0
votes

I have a large (snowflake) database of transactions and want to explore them with association rule learning.

Loading the data into memory and using, for instance, R's arules package is not an option because of the memory requirements.

Is there any (R, python) package / sql code to compute association rules (via apriori or FP-growth algorithm) on the database itself?

I know something similar exists for SQL Server (https://www.sqlshack.com/the-association-rule-mining-in-sql-server/)

1
Have you looked into dplyr for Snowflake? snowflake.com/blog/… It has some abilities to push-down to Snowflake, which might help you out. Not sure about association rule learning, though.Mike Walton
I've written a book that has two chapters on this.
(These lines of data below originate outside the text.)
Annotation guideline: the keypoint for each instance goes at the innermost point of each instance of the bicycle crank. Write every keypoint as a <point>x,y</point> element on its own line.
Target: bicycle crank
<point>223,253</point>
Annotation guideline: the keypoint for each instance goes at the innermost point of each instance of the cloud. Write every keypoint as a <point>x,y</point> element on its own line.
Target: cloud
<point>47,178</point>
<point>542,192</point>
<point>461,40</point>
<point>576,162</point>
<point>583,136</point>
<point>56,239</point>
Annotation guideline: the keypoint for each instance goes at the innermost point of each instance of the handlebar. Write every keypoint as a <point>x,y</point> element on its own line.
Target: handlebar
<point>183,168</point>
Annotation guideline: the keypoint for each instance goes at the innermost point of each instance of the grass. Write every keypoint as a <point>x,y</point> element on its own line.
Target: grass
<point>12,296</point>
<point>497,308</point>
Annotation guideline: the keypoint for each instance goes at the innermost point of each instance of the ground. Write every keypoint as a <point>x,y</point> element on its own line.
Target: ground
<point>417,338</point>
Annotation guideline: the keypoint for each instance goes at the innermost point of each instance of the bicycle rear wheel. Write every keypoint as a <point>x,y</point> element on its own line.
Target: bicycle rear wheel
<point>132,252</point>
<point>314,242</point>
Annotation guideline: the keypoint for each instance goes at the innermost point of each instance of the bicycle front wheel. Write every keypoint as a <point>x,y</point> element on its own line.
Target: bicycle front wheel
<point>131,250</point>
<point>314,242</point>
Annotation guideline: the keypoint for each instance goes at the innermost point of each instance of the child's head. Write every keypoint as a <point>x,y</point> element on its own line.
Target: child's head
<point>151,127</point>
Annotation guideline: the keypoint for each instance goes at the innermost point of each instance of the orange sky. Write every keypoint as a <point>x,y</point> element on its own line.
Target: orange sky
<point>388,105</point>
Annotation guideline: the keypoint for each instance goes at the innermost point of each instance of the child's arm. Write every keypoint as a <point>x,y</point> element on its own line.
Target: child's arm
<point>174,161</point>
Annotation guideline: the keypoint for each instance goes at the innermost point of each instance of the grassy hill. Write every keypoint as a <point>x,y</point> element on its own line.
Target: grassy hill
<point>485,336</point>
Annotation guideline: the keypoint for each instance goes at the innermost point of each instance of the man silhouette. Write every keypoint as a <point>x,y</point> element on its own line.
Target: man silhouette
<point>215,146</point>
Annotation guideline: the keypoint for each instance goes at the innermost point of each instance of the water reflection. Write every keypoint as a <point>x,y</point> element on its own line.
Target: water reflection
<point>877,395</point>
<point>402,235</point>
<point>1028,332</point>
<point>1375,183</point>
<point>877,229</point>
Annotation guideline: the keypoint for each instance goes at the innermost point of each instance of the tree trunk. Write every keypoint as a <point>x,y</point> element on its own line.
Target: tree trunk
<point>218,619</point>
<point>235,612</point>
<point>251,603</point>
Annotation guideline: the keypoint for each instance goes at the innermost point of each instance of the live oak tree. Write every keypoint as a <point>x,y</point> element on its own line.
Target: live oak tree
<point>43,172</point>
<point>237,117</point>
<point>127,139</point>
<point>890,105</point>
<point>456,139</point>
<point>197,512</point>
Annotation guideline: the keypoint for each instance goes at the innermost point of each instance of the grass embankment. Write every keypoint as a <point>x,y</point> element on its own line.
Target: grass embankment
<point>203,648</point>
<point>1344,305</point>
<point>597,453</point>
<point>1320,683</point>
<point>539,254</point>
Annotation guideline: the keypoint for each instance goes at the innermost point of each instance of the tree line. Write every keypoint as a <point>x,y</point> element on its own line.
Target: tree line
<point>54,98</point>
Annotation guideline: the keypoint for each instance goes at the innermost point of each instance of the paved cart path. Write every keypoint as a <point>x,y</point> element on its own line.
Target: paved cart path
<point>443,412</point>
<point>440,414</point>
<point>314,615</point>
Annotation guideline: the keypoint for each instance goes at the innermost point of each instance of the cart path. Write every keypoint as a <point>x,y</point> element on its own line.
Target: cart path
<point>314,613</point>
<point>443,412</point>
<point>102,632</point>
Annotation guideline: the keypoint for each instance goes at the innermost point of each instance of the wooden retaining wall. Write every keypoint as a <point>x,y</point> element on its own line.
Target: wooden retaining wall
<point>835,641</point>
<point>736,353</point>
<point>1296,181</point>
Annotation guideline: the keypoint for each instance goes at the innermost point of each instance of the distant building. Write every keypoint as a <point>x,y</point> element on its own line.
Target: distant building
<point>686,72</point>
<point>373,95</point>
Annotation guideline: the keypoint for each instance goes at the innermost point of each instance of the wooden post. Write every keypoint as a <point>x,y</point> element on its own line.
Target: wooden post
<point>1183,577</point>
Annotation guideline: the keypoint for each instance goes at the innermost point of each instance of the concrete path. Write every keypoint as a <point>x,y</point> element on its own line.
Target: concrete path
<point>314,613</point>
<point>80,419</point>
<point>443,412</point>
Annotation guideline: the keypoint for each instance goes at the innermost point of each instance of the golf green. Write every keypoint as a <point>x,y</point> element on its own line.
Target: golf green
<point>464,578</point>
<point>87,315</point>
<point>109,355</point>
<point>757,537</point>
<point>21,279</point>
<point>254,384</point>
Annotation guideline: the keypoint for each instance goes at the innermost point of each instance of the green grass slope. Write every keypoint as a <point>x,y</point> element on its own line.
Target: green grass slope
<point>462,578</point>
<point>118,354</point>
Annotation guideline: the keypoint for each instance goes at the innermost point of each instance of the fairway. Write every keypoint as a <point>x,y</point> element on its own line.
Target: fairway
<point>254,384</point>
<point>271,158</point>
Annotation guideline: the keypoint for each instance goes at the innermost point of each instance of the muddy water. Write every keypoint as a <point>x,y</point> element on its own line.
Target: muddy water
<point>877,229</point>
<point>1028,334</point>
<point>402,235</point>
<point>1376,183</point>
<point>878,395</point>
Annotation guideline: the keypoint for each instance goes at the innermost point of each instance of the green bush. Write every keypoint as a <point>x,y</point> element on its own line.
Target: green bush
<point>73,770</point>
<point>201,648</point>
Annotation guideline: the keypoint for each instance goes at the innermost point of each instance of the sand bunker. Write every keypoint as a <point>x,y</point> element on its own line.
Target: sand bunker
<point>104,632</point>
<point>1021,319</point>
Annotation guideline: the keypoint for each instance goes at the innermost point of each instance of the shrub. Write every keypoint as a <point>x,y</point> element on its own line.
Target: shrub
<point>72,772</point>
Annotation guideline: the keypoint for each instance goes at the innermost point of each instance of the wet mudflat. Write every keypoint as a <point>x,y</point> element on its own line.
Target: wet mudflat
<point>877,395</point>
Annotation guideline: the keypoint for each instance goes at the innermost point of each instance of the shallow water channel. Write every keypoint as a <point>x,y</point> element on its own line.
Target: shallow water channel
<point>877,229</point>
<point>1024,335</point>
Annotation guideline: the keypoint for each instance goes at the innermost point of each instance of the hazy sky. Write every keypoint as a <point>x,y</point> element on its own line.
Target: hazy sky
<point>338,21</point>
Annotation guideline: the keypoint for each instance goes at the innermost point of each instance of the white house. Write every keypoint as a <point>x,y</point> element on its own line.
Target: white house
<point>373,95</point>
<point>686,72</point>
It is quite doable but a bit lengthy for Stack Overflow.Gordon Linoff
So how is this usually done for large databases when doing it in memory is not an option?harry-plotter

1 Answers

0
votes

There is nothing native in Snowflake.

You could try to adapt e.g. this guys sql implementation: http://sqldatamine.blogspot.com/2014/02/associated-items-using-apriori-algorithm.html?_sm_au_=iVVR1RP6530TJ5SMqCc84K3L6t8Jp

Apriori is a "simple" algorithm so it is possible, but I would recommend to first take a random sample from the data (e.g. 1M transactions) and run apriori with your tool of choice (r, python, knime, ...). If you see that you get interesting results you might be motivated to do that full scale.